CEO Stas Tushinskiy, CEO, Instreamatic said in a statement: “Consumers don’t like being fed annoyingly repetitive ads. Brands are under ever-increasing pressure to make those moments meaningful while supporting strong ROI demands. On the publisher side, audio and video platforms need a better way to prove their audiences and ad inventory deliver their promise to brands.

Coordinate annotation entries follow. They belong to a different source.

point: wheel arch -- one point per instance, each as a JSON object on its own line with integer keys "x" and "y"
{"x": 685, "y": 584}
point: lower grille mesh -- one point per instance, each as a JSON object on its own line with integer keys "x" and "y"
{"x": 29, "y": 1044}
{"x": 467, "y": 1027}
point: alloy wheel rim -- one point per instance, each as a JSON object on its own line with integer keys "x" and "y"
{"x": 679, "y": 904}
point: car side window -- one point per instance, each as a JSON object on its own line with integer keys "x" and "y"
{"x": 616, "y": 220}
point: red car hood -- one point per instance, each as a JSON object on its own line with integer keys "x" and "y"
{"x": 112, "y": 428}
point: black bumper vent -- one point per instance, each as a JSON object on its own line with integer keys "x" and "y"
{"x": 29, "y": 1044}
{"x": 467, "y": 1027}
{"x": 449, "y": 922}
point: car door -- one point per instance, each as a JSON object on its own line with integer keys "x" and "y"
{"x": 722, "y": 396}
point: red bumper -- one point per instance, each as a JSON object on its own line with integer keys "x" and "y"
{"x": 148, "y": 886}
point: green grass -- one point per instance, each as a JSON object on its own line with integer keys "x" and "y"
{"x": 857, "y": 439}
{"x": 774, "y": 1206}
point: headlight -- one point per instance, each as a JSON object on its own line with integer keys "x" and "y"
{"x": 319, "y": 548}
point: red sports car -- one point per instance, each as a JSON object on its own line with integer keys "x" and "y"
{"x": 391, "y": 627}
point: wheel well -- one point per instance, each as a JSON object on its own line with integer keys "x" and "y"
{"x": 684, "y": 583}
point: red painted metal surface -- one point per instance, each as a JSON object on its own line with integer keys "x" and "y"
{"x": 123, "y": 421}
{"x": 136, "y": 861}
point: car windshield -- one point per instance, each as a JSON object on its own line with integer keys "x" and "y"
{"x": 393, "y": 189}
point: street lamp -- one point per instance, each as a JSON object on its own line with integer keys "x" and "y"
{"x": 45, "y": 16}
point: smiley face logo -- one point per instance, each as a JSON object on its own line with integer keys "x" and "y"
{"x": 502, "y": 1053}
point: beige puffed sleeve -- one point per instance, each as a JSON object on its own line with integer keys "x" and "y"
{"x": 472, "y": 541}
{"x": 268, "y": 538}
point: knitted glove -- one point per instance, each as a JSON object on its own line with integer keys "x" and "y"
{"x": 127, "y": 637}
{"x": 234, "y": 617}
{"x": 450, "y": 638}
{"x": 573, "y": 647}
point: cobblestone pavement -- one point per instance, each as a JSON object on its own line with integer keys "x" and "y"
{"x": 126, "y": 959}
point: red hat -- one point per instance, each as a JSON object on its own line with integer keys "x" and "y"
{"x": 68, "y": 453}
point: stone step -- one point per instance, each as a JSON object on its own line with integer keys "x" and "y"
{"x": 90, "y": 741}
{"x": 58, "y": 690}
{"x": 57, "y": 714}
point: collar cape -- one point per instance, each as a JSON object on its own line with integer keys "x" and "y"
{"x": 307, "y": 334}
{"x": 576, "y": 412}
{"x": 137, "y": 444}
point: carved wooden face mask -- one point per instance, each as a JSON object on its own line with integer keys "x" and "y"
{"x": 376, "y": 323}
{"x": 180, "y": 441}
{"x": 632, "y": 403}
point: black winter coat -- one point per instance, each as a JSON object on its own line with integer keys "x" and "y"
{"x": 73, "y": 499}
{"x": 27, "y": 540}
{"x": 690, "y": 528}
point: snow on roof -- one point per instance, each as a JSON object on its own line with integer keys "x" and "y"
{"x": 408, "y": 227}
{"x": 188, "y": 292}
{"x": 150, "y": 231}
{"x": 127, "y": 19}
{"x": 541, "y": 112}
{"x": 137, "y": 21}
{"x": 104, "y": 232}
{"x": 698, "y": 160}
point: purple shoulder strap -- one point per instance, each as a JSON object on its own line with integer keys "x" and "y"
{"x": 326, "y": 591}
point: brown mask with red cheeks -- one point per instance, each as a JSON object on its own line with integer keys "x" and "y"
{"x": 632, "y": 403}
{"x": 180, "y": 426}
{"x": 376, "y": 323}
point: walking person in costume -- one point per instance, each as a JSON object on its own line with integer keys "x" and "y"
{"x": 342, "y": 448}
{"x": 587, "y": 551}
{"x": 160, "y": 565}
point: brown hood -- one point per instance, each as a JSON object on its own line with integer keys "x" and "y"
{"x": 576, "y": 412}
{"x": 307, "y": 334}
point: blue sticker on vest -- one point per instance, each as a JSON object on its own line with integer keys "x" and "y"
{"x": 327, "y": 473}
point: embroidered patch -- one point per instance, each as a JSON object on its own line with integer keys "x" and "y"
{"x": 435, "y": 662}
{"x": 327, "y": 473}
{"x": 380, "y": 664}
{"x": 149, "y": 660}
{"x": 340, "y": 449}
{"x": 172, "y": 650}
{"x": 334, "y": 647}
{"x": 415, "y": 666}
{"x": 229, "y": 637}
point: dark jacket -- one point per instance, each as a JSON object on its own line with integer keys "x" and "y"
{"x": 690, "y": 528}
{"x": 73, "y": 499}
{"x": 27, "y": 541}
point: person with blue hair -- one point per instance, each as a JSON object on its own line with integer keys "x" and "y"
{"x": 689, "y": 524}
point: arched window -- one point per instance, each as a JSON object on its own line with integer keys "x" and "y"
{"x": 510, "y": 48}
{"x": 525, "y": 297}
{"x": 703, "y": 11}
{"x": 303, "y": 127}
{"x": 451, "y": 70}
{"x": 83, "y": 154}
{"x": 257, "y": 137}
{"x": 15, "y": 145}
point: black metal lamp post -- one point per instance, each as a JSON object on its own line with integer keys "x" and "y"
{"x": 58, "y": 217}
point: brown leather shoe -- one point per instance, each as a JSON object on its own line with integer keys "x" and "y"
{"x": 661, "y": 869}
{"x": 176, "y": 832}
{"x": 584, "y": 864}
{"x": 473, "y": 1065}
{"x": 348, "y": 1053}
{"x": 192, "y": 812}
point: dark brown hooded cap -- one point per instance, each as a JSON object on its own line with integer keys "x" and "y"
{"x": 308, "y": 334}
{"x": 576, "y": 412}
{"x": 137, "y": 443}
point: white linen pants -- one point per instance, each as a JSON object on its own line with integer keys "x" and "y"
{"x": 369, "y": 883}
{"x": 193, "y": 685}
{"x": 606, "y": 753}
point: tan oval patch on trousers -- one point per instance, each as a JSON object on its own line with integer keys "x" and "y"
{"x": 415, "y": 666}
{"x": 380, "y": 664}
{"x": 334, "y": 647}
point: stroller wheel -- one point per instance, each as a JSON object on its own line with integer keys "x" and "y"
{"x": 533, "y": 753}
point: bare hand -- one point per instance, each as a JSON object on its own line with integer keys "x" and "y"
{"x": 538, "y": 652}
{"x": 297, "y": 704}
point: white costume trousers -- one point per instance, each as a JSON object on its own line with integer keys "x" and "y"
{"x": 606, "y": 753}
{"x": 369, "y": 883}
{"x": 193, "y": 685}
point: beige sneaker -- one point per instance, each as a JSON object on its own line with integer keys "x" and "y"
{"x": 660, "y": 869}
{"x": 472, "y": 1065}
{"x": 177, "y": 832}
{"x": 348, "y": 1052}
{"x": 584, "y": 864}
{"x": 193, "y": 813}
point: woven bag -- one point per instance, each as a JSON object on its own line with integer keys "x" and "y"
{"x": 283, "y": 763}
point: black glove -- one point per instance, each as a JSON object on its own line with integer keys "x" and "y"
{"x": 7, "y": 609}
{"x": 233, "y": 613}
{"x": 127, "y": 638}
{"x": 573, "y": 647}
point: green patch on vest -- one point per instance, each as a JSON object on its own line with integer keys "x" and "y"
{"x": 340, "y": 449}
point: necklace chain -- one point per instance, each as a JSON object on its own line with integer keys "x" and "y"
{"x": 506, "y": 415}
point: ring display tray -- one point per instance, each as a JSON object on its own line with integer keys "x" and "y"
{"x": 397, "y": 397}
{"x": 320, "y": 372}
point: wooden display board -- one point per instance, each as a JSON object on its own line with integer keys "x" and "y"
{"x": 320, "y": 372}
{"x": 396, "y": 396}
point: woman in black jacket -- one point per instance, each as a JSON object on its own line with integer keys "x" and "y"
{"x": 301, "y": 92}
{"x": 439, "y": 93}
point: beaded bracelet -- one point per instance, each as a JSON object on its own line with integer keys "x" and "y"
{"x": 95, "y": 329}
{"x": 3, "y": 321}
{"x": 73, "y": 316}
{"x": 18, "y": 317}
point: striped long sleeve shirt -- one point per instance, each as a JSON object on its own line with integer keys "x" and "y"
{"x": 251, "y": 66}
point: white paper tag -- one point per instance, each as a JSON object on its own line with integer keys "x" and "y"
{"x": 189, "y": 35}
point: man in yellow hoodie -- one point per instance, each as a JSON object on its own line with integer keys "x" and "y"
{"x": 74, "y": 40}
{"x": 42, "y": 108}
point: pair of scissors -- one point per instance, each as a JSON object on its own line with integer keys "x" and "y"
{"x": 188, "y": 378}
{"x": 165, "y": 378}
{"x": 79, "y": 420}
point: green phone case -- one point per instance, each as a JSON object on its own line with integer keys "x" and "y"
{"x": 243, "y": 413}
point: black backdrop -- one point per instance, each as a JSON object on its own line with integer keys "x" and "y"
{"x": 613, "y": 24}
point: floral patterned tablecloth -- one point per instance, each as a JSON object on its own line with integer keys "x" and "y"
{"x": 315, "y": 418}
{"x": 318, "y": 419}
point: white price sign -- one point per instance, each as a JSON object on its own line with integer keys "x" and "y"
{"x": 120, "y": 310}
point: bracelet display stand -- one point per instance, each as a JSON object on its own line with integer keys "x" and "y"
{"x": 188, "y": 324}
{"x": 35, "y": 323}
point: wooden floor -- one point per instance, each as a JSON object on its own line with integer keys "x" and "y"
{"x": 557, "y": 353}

Our voice AI infrastructure, deployed by brands such as IKEA, Infiniti, and HP and across platforms like Pandora and Gaana, is empirically demonstrating that conversational marketing benefits brands, consumers, and publishers alike.”
Instreamatic says its voice ads can reach an average of 12% engagement, with some campaigns reaching 19%. These figures are quite unusual for the online advertising industry — the average CTR of mobile advertising is 0.6%.
The company says that a recent campaign by Infiniti saw 5.5% of listeners who declined the offer in the first conversation ask to receive more information about the vehicle after the second (and more personalized) chat.
Instreamatic also says it can achieve what it calls “continuous dialogues” with consumers, not dissimilar to an Alexa or Siri device.
Because of the platform’s complexity, Instreamatic also says it can build up a profile of the user based on an individual consumer’s previous interactions with a brand, allowing it to customize future campaigns.
So far brands that have used the platform include Pandora, Salem Media, Gaana (the Indian streaming music service), as well as a recent deal with Universal Electronics to expand voice ads into the smart-TV industry. It is also working with Triton Digital, one of the larger audio ad networks.
“Consumer demand for audio and video content, and the ubiquity of smart devices delivering that content on-demand, continues to accelerate,” said Nick MacShane, the founding partner at Progress Ventures, the venture capital arm of Progress Partners, a full-service merchant bank. “What hasn’t caught up is how brands and publishers can effectively engage those audiences in the same medium and analytically prove the ROI of their audio and video platform ad spend.”
A competitor to Instreamatic is AdsWizz, which, instead of voice, allows users to shake their phones when they are interested in an ad. But its interactions are obviously, therefore, more limited.
According to Juniper Research, the voice-based ad market will grow to $19 billion in the U.S. by 2022, growing the market share from the $17 billion audio ad market and the $57 billion programmatic ad market. Voice assistant usage is booming. Some estimates put it at more than 3 billion, and half of all searches are expected to be done via voice. Some 55% of teens use voice search daily.
As well as Tushinskiy, the Instreamatic team also includes co-founder Simon Dunlop (former CEO/founder of Bookmate, a subscription-based reading and audiobook platform, and Zvuk; Victor Frumkin (co-founder at Zvuk, a mobile music streaming app in Eastern Europe, and Bookmate); Ilya Lityuga, CTO, one of the original team members at RuTube; and Andy Whatley, U.S. radio industry veteran.